Brunswick Rides Wave Of Tourism Boost

By Miriah Hamrick, posted Mar 17, 2023
The quiet, family-friendly nature of Brunswick County’s six island beaches served as a boon for pandemic-era visitors, allowing Brunswick’s visitor spending to eclipse New Hanover in the two most recent annual tallies (PHOTO C/O North Carolina’s Brunswick)
This spring, new TV advertisements for Brunswick County’s island beaches will run in markets across the mid-Atlantic region, including cities as far away as Philadelphia.

It’s the first time the Brunswick County Tourism Development Authority’s TV marketing efforts have cast such a wide net, a move enabled by an influx of funds over the past couple of years of record-high visitor spending in the county. 

“The past two fiscal years being strong, we were able to generate revenues that allowed us to have those TV campaigns that in prior years we wouldn’t be able to afford,” said Mitzi York, executive director of the Brunswick County Tourism Development Authority. 

Brunswick’s tourism figures for 2020 and 2021 were so strong that they eclipsed visitor spending in New Hanover, typically the highest in the tri-county region, according to an annual Visit North Carolina report that draws from a variety of data to calculate the money spent on food, lodging, recreation, retail and transportation in each of the state’s counties.

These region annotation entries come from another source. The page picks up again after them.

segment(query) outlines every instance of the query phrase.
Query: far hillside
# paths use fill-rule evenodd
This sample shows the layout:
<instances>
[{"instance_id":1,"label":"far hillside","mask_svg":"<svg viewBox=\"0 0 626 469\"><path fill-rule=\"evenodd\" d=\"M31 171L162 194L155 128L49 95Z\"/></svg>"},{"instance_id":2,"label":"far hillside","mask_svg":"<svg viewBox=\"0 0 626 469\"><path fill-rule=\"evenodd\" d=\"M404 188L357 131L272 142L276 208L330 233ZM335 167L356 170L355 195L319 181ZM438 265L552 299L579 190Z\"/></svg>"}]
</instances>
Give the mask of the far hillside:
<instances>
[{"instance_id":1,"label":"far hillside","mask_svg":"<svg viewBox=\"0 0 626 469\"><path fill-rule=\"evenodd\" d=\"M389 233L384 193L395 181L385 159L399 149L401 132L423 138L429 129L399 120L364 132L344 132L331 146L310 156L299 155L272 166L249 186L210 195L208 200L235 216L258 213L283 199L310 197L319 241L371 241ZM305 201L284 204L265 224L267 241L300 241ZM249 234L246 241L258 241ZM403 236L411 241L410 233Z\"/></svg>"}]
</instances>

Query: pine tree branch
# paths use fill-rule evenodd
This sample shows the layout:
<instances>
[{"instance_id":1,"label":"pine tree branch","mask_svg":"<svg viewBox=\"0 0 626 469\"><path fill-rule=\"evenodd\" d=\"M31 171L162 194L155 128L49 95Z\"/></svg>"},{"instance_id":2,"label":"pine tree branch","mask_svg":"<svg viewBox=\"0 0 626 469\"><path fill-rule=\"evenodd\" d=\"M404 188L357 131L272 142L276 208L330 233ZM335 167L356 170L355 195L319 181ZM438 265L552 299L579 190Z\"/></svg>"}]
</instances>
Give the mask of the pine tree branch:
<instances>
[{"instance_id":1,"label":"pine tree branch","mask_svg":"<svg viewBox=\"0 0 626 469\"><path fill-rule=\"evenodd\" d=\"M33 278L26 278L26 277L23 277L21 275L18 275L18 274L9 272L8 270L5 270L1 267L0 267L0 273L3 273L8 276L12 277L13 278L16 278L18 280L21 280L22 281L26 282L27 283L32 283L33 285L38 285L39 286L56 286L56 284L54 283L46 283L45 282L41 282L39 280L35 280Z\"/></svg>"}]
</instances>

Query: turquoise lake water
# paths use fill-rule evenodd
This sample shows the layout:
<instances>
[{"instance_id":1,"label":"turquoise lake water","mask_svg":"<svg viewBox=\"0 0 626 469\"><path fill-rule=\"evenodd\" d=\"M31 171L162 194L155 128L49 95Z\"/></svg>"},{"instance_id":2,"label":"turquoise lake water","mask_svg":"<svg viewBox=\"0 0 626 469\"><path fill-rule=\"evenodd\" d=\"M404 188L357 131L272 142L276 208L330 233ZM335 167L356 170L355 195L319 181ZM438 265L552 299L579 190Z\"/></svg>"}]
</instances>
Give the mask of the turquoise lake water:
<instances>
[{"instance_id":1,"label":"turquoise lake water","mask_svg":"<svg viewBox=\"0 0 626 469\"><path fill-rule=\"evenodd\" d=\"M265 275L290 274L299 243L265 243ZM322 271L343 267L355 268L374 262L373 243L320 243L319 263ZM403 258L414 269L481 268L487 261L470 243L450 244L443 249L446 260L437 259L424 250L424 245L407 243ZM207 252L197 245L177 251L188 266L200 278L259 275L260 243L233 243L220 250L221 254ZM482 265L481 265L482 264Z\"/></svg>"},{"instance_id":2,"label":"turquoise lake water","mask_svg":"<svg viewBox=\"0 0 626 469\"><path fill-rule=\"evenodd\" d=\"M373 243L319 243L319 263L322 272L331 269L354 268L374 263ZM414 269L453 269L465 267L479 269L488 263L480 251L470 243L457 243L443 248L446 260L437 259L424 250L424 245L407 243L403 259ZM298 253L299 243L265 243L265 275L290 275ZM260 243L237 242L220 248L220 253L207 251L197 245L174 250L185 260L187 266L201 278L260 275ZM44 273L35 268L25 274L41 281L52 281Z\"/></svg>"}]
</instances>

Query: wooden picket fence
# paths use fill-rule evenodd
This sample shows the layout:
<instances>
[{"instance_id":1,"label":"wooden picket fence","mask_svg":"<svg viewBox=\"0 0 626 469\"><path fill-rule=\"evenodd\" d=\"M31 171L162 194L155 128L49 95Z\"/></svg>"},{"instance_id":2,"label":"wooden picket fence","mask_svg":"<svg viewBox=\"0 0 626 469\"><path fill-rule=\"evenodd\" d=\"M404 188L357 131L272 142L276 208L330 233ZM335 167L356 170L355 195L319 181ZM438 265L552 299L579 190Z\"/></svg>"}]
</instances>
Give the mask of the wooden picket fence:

The yearslong boost might have been the product of unique conditions from the pandemic, York noted. In recognition of public sentiment in the early days of lockdowns and isolation, Brunswick County amended its marketing materials to emphasize the quiet, private nature of the county’s six island beaches, which York described as less crowded and developed than some of its peers along the East Coast. 

“That helped us during the pandemic. People were looking for places that they felt safe in,” she said. 

York believes this quick pivot helped the county bring in more visitors during the height of pandemic-era restrictions, a time when destinations with more population density were seeing declines in visitor numbers. 

“During the pandemic, I think some destinations weren’t marketing as much in recognition of where people’s mindsets were,” she said. 

Even outside the conditions of a global health crisis, the quiet, family-friendly nature of the county’s beaches is a selling point emphasized in the tourism authority’s marketing efforts. While all six of Brunswick’s island beaches share those characteristics, York noted that each one also has special attributes to lure in visitors. 

Oak Island is the largest, she noted, with more restaurants and shops to peruse, while Holden Beach is quiet with no hotel on the island. Sunset Beach’s Kindred Spirit mailbox draws fans of the Nicholas Sparks novel “Every Breath.”  

“Each beach is unique, and people like a beach because it fits what they’re looking for,” York said. “We have a lot of repeat visitors who come back year after year.” 

Brunswick County has also felt less impact from the slow rebound of business and conference travel compared to other counties, York said. Without a major convention center, the county is not able to boost off-season performance with the kind of group travels a convention facility can attract.

Now that travel conditions are returning to normal, York said she’s not sure whether Brunswick will once again surpass New Hanover’s visitor spending when the 2022 report is released later this year. The tourism authority’s tally shows solid performance in 2022 with one key difference from 2021 and 2020: fewer visitors in the off-season months outside the peak travel period between Memorial Day and Labor Day. 

She also noted that people are now more comfortable with trips to major cities and other types of travel that involve exposure to crowds, such as amusement parks or cruises.

“It’s going to be a lot more competitive in 2023 than it was in 2021 or 2022,” York said.